The Science is Settled...

In an extraordinary editorial and feature article, Natureone of the world’s pre-eminent scientific journals, has effectively admonished the chair of the Harvard School of Public Health’s nutrition department, Walter Willett, for promoting over-simplification of scientific results in the name of public health and engaging in unseemly behavior towards those who venture conclusions that differ to his.

Willett, who is one of the most frequently quoted academic sources on nutrition in the news media, appears to have crossed a Rubicon when he denounced Katherine Flegal, an epidemiologist at the US National Center for Health Statistics, for publishing a study that showed people who were overweight (but not obese) lived longer than those deemed normal weight. “This study is really a pile of rubbish, and no one should waste their time reading it,” he told National Public Radio.
Calling someone else's study "a pile of rubbish" is kind of harsh, but within the bounds of scientific discourse.  Try publishing a study that contradicts Anthropogenic Global Warming, for example.  However in making such an accusation, it helps to have the facts on your side.

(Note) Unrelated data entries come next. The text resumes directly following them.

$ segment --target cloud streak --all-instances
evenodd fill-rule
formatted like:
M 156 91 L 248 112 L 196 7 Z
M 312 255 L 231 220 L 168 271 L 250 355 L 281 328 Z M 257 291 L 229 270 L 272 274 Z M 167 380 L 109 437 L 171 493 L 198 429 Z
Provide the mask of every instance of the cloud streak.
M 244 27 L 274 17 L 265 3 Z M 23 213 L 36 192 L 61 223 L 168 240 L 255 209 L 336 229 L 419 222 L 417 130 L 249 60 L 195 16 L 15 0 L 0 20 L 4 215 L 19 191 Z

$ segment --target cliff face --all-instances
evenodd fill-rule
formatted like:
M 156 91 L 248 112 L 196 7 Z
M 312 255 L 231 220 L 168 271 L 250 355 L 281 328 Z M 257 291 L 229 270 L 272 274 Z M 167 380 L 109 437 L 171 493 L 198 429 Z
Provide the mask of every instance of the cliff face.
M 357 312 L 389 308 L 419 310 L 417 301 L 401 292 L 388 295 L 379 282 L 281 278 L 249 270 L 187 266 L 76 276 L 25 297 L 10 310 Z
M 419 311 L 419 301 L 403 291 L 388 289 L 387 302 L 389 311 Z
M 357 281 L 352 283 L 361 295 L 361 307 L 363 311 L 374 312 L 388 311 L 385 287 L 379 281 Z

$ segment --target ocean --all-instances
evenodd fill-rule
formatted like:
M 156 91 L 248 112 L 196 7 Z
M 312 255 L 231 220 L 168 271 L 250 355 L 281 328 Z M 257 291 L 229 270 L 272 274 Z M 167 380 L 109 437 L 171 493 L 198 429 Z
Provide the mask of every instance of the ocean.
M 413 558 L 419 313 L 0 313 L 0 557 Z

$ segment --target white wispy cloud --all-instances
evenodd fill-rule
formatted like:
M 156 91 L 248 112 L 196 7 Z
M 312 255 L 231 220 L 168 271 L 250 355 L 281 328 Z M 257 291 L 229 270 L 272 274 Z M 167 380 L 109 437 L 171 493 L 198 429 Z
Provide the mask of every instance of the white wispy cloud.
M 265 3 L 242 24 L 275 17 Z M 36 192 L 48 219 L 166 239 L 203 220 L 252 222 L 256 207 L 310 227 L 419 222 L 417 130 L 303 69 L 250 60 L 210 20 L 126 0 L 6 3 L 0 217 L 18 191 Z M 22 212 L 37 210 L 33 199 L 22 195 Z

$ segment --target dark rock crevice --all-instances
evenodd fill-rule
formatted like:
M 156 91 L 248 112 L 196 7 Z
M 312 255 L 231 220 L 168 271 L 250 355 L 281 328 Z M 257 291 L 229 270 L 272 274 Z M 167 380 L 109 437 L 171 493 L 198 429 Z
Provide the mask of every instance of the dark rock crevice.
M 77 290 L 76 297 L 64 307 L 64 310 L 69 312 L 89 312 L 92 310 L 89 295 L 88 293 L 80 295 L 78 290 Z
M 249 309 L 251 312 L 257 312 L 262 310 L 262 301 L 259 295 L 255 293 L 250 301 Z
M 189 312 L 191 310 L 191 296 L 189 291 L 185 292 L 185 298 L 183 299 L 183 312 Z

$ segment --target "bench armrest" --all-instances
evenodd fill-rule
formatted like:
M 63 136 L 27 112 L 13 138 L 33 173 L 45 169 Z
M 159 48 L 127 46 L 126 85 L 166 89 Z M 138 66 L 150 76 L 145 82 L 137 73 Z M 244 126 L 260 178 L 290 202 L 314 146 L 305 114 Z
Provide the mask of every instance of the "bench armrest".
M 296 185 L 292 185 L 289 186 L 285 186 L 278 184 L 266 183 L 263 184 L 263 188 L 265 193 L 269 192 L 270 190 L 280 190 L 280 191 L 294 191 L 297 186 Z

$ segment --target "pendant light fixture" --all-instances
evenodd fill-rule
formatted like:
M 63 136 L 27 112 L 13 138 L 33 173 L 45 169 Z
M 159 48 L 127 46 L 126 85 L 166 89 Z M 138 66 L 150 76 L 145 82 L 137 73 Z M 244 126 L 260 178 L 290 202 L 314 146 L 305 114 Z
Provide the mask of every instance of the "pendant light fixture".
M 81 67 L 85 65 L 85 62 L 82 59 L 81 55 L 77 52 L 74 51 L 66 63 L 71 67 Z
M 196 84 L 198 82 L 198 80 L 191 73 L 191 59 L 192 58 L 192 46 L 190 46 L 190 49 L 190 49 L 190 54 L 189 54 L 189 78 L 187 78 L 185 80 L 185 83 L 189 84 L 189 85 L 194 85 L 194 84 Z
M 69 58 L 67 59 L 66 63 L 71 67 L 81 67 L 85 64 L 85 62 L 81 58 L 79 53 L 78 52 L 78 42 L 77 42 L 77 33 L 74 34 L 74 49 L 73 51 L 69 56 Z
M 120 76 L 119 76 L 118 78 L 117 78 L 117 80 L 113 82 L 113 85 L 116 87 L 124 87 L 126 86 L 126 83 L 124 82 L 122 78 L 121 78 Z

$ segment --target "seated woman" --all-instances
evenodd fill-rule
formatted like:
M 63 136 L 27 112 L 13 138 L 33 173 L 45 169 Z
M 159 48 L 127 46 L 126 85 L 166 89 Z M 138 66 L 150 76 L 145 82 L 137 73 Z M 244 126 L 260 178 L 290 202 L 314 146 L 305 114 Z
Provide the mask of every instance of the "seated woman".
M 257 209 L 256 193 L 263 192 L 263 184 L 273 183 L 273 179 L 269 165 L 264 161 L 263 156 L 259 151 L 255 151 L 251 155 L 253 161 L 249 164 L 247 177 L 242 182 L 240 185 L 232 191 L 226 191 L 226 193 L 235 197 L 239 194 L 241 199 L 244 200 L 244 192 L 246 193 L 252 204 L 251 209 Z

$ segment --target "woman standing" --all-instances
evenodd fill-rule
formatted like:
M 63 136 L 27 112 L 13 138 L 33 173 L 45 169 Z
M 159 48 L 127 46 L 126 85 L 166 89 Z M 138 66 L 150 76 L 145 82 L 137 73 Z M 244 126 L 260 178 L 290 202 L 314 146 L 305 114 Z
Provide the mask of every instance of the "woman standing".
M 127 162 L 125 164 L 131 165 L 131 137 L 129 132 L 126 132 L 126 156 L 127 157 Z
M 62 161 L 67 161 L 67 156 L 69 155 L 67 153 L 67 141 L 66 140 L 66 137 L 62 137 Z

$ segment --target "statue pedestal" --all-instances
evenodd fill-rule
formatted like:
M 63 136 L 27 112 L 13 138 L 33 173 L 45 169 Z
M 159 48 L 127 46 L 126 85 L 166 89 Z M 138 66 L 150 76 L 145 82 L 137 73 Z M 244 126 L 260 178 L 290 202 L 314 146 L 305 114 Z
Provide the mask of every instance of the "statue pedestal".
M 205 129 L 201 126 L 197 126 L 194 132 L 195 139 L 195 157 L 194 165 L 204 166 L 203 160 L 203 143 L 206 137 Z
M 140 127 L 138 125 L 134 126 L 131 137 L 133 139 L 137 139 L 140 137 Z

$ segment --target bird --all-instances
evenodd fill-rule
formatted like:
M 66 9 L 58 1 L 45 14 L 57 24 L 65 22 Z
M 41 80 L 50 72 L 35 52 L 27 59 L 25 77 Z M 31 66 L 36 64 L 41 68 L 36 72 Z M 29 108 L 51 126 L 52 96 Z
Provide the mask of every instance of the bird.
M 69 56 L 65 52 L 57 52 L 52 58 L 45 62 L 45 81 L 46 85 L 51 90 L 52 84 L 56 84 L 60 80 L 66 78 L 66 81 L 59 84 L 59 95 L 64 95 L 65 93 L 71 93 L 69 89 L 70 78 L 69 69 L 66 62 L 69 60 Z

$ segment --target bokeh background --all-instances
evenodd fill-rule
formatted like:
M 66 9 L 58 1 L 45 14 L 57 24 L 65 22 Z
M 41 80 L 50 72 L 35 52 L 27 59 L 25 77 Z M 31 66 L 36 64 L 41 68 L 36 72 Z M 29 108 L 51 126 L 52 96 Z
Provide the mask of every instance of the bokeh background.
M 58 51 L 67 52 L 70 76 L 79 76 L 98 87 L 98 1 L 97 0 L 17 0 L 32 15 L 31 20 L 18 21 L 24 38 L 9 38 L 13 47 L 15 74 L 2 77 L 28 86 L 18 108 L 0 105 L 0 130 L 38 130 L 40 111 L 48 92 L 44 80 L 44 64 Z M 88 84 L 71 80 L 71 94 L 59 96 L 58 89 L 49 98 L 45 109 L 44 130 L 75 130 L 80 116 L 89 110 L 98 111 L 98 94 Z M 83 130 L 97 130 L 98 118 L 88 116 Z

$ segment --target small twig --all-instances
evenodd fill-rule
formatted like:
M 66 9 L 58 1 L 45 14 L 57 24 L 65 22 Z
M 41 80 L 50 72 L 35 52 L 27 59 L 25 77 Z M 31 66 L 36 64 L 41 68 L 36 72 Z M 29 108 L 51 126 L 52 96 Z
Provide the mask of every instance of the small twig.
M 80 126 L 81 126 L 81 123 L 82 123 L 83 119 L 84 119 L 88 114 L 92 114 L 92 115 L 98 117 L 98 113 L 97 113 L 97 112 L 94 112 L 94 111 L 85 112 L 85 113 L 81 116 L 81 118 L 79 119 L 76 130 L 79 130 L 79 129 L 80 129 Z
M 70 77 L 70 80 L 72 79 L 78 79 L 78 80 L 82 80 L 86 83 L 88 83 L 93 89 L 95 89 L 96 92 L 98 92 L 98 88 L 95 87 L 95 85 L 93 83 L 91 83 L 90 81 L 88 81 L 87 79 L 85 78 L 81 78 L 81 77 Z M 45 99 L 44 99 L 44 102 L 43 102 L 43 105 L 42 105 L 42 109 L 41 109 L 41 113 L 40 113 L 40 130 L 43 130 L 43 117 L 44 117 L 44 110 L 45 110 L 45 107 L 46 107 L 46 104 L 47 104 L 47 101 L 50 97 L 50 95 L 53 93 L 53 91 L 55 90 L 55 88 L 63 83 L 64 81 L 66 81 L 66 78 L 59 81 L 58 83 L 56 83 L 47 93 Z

Willett is well know for being forthright in his views; but describing Flegal’s work as a “pile of rubbish” appears to have ticked off obesity researchers and biostatisticians alike, for this isn’t the first study to arrive at such a finding – and researchers lined up to tell Nature why it was plausible: a little extra weight for those who were older or older and ill, could help rather than hurt. Moreover, Flegal herself responded with some sharp statistical criticism of Willett’s “rubbish” thesis.
And it turns out that Willett has generated some controversy in some of his own work.
There was also a spectacular irony in Willett’s complaints about Flegal’s study that will not have gone unnoticed in scientific circles, namely that Willett was the co-author of a study published last fall that generated enormous controversy when its dramatic conclusions were retracted at the last minute by the publicity team at Harvard’s teaching hospital, Brigham and Women’s. The study had been promoted to the media as showing a link between aspartame and cancer: “The truth isn’t sweet when it comes to artificial sweeteners,” said the press release. But the truth was that the statistical findings were so weak and confusing that no such claim could be supported, especially given that many systematic reviews of the evidence on aspartame had not found any such link.
As they say, there are lies, damn lies and statistics. What really seems to have pissed Willett off was the assertion that a little overweight could be better than what the guidelines were suggesting, even if for a slightly odd reason:
It also emerged that the study had been rejected by six journals, before being published in the American Journal of Clinical Nutrition, where Willett is a member of the editorial board. “I do think this finding is strong enough to justify further study on aspartame and cancer risk,” Willett told NPR.
Rejected by six journals? I'll say this, the guy is persistent if nothing else.
In other words, findings, no matter how vague, are still good when Willett is involved in the study, even though they muddy the public health message on aspartame, which is that it is safe; but findings, even if they are stronger – as with Flegal’s – are bad when they muddy the public health message on weight gain.
Scientists, as much as anyone else, fall in love with their own ideas, and protect them like a mother  protects a child.  It isn't 'scientific', but it's human.  Science will eventually arrive at the truth, but sometimes there are bumps, pot holes and road blocks along the way.